With a single method cache this calculation can be further
simplified. For every invoke there is a corresponding return. That
means that the time needed for the cache load on return can be
included in the time for the invoke instruction. This is simpler
because both methods, the caller and the callee, are known at the
occurrence of the invoke instruction. The information about which
method was the caller need not be stored for the return instruction
to be analyzed.
With more than one method in the cache, a cache hit detection has to
be performed as part of the WCET analysis. If there are only two
blocks, this is trivial, as (i) a hit on invoke is only possible if
the method is the same as the last invoked (e.g.\ a single method in
a loop) and (ii) a hit on return is only possible when the method is
a leaf in the call tree. In the latter case, it is always a hit.
When the cache contains more blocks (i.e.\ more than two methods can
be cached), a part of the call tree has to be taken into account for
hit detection. The variable block cache further complicates the
analysis, as the method length also determines the cache content.
However, this analysis is still simpler than a cache modeling of a
direct-mapped instruction cache, as cache block replacement depends
on the call tree instead of instruction addresses.
In traditional caches, data access and instruction cache fill
requests can compete for the main memory bus. For example, a load or
store at the end of the processor pipeline competes with an
instruction fetch that results in a cache miss. One of the two
instructions is stalled for additional cycles by the other
instruction. With a data cache, this situation can be even worse.

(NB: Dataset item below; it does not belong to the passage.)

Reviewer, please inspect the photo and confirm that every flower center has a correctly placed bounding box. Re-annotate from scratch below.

The worst-case scenario for the memory stall time for an instruction
fetch or a data load is two miss penalties when both cache reads are
a miss. This unpredictable behavior leads to very pessimistic WCET
bounds.
A \emph{method cache}, with cache fills only on invoke and return,
does not interfere with data access to the main memory. Data in the
main memory is accessed with \emph{getfield} and \emph{putfield},
instructions that never overlap with \emph{invoke} and
\emph{return}. This property removes another uncertainty found in
traditional cache designs.
\subsection{Caches Compared}
In this section, we will compare the different cache architectures
in a quantitative way. Although our primary concern is
predictability, performance remains important. We will therefore
first present the results from a conventional direct-mapped
instruction cache. These measurements will then provide a baseline
for the evaluation of the proposed architecture.
Cache performance varies with different application domains. As the
proposed system is intended for real-time applications, the
benchmark for these tests should reflect this fact. However, there
are no standard benchmarks available for embedded real-time systems.

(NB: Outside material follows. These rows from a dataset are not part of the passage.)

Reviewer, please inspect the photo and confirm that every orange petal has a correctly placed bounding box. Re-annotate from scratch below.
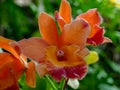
[55,11,66,31]
[38,13,58,46]
[0,53,13,69]
[60,19,90,48]
[103,37,112,43]
[26,62,36,88]
[0,36,20,59]
[77,9,102,25]
[18,37,48,62]
[0,66,16,90]
[76,9,102,37]
[59,0,71,23]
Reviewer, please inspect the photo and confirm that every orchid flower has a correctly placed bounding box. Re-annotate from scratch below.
[18,0,111,81]
[18,13,90,81]
[0,36,35,90]
[55,0,112,45]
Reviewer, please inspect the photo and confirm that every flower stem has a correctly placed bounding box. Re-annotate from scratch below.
[62,78,68,90]
[45,75,58,90]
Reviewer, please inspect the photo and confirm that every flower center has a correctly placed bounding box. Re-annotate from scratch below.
[57,50,66,61]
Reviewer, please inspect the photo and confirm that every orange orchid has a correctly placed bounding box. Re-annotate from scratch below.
[0,36,35,90]
[18,10,90,81]
[55,0,111,45]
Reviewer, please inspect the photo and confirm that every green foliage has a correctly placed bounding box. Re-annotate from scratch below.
[0,0,120,90]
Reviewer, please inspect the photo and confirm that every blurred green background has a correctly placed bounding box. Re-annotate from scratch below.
[0,0,120,90]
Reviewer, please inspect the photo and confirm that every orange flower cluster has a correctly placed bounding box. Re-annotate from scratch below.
[0,0,111,90]
[0,36,35,90]
[18,0,111,81]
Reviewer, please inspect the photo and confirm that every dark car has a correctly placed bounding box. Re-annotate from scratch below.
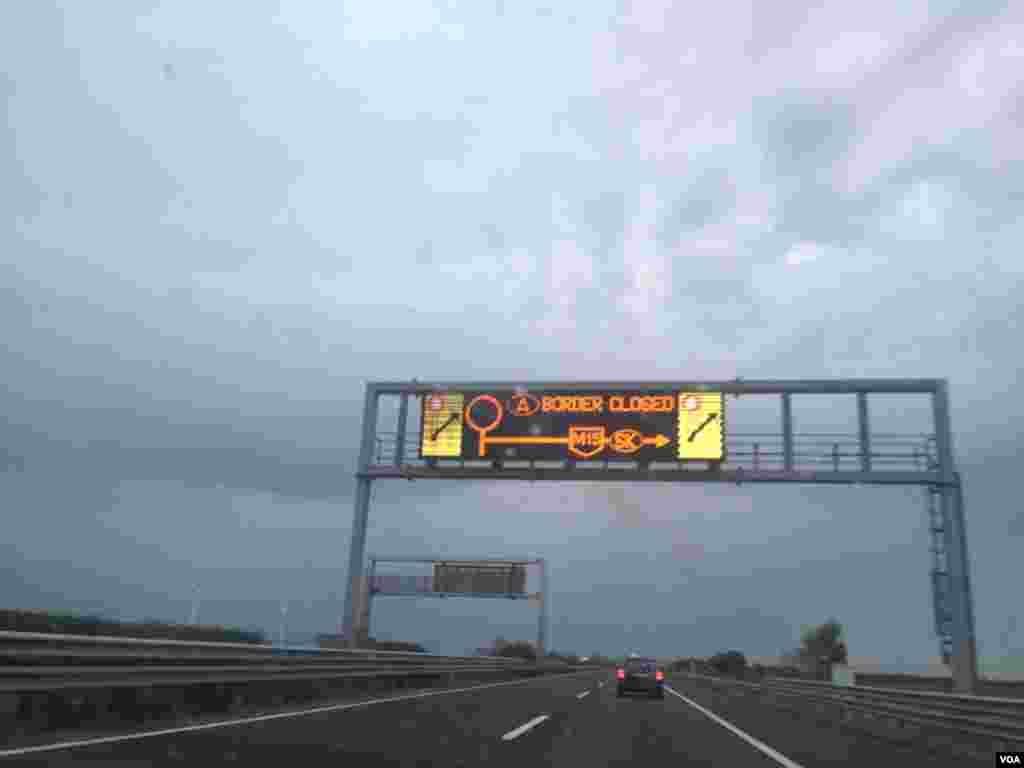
[615,658,665,698]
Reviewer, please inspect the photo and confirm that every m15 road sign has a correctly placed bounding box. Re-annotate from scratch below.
[420,389,725,462]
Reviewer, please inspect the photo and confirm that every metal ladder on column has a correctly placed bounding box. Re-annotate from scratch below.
[924,438,953,665]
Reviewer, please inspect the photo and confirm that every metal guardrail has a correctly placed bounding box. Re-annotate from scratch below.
[0,632,593,694]
[683,673,1024,744]
[372,431,936,472]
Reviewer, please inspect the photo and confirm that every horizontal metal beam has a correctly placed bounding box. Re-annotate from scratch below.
[368,555,541,565]
[373,592,535,600]
[368,379,942,394]
[359,465,942,485]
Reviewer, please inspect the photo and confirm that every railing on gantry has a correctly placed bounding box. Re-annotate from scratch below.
[373,431,936,472]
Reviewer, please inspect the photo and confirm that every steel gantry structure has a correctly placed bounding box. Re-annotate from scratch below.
[344,379,978,691]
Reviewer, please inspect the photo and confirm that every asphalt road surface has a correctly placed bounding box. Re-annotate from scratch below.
[0,672,974,768]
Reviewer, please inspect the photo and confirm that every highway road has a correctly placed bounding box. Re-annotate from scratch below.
[0,671,974,768]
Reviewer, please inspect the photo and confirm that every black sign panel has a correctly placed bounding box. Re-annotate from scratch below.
[420,389,725,462]
[433,563,526,595]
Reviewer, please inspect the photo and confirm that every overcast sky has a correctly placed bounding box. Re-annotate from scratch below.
[0,0,1024,665]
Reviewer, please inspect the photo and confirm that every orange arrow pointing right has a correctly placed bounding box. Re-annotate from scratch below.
[643,434,672,447]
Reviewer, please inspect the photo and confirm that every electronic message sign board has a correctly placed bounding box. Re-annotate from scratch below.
[420,389,725,463]
[433,562,526,595]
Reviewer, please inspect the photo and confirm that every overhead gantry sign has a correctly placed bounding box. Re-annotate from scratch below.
[420,389,725,462]
[345,379,977,690]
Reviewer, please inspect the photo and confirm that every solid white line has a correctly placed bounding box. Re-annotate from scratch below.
[0,673,589,758]
[665,685,804,768]
[502,715,551,741]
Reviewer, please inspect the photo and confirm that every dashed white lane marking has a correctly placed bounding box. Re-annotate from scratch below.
[0,673,593,759]
[665,685,804,768]
[502,715,551,741]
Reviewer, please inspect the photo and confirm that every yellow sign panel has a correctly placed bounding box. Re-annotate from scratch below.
[420,392,464,459]
[676,392,725,461]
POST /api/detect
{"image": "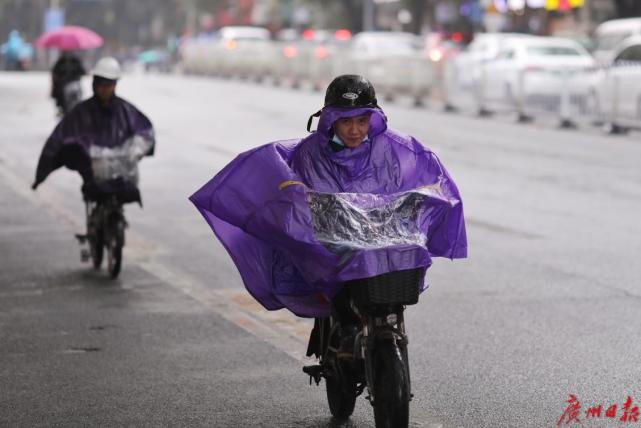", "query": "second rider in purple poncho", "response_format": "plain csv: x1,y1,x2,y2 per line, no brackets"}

191,75,467,344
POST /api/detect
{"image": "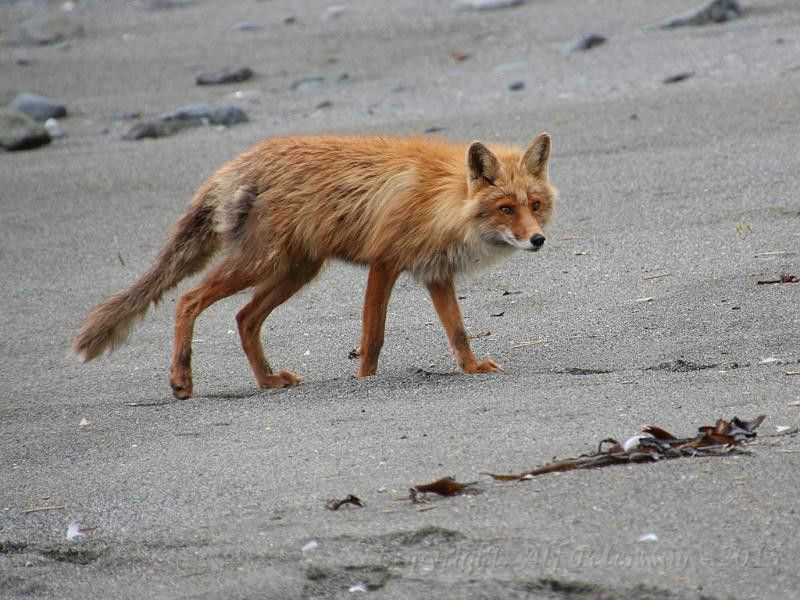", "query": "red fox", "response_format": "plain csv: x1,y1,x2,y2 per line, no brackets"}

72,133,557,398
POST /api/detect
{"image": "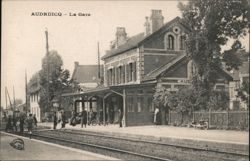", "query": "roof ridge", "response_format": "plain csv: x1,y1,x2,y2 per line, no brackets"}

146,53,186,77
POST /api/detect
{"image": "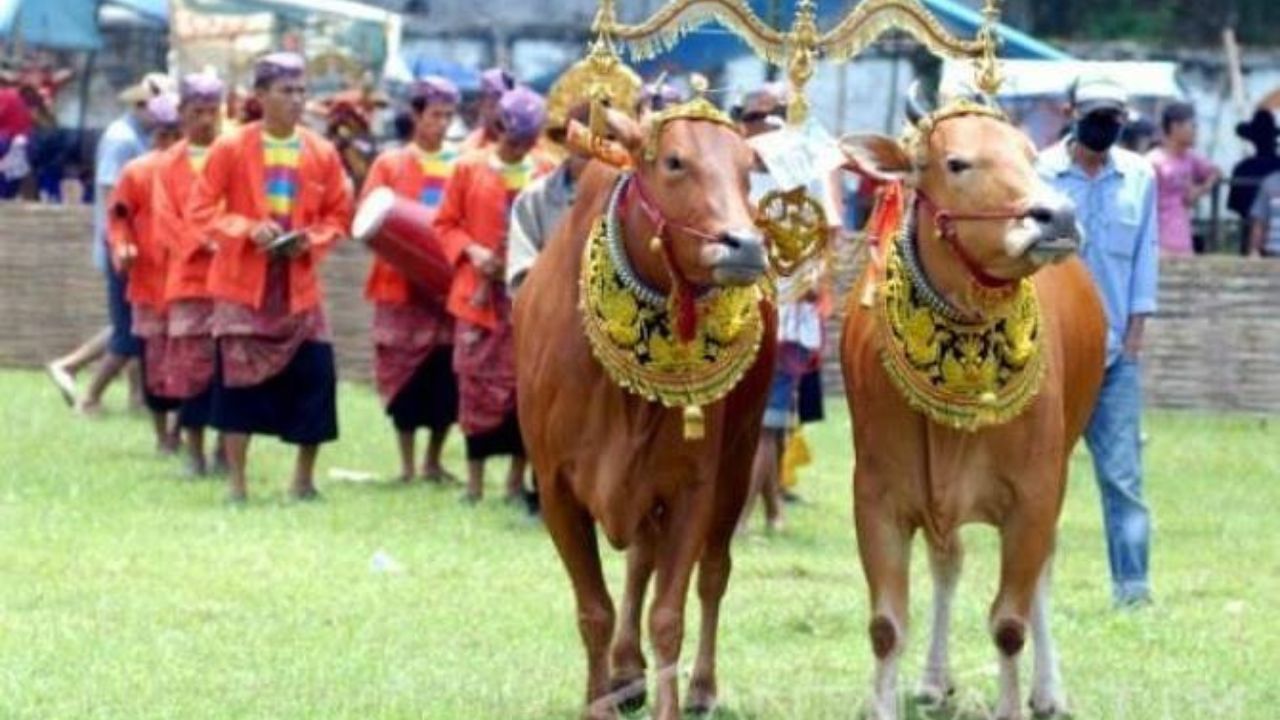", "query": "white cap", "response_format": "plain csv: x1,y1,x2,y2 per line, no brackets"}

1071,76,1129,115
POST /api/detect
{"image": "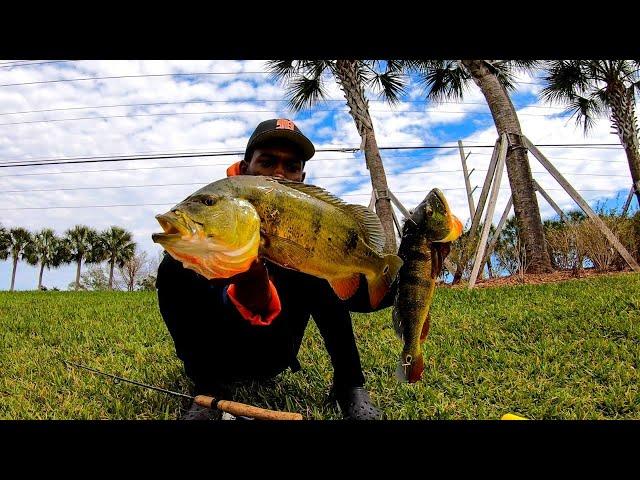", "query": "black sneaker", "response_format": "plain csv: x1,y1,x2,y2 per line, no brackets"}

180,402,221,420
329,387,382,420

A real-time application was therefore adapted to create this
benchmark. The application is from one node of a distributed motor
control system \cite{jop:wises03} (see also
Section~\ref{sec:app:kfl}). A simulation of the environment (sensors
and actors) and the communication system (commands from the master
station) forms part of the benchmark for simulating the real-world
workload.
The data for all measurements was captured using a simulation of JOP
and running the application for 500,000 clock cycles. During this
time, the major loop of the application was executed several hundred
times, effectively rendering any misses during the initialization
code irrelevant to the measurements.
\subsubsection{Direct-Mapped Cache}
\tablename~\ref{tab_cache_direct} gives the memory bytes and memory
transactions per instruction byte for a standard direct-mapped
cache. As we can see from the values for a cache size of 4KB, the
kernel of the application is small enough to fit completely into the
4KB cache. The cache performs better (i.e.\ fewer bytes are
transferred) with smaller block sizes. With smaller block sizes, the
chance of unused data being read is reduced and the larger number of
blocks reduces conflict misses. However, reducing the block size
also increases memory transactions (MTIB), which directly relates to
memory latency.
\begin{table}
\centering
\begin{tabular}{cd{2.0}cc}
\toprule
Cache size & \cc{Block size} & MBIB & MTIB \\
\midrule
1 KB & 8 & 0.28 & 0.035 \\
1 KB & 16 & 0.38 & 0.024 \\
1 KB & 32 & 0.58 & 0.018 \\
2 KB & 8 & 0.17 & 0.022 \\
2 KB & 16 & 0.25 & 0.015 \\
2 KB & 32 & 0.41 & 0.013 \\
4 KB & 8 & 0.00 & 0.001 \\
4 KB & 16 & 0.01 & 0.000 \\
4 KB & 32 & 0.01 & 0.000 \\
\bottomrule
\end{tabular}
\caption{Direct-mapped cache}
\label{tab_cache_direct}
\end{table}
Which configuration performs best depends on the relationship
between memory bandwidth and memory latency. Examples of average
memory access times in cycles per instruction byte for different
memory technologies are provided in
Table~\ref{tab_cache_direct_mem}. The third column shows the cache
performance for a Static RAM (SRAM) that is very common in embedded
systems. A latency of 1 clock cycle and an access time of 2 clock
cycles per 32-bit word are assumed. For the synchronous DRAM (SDRAM)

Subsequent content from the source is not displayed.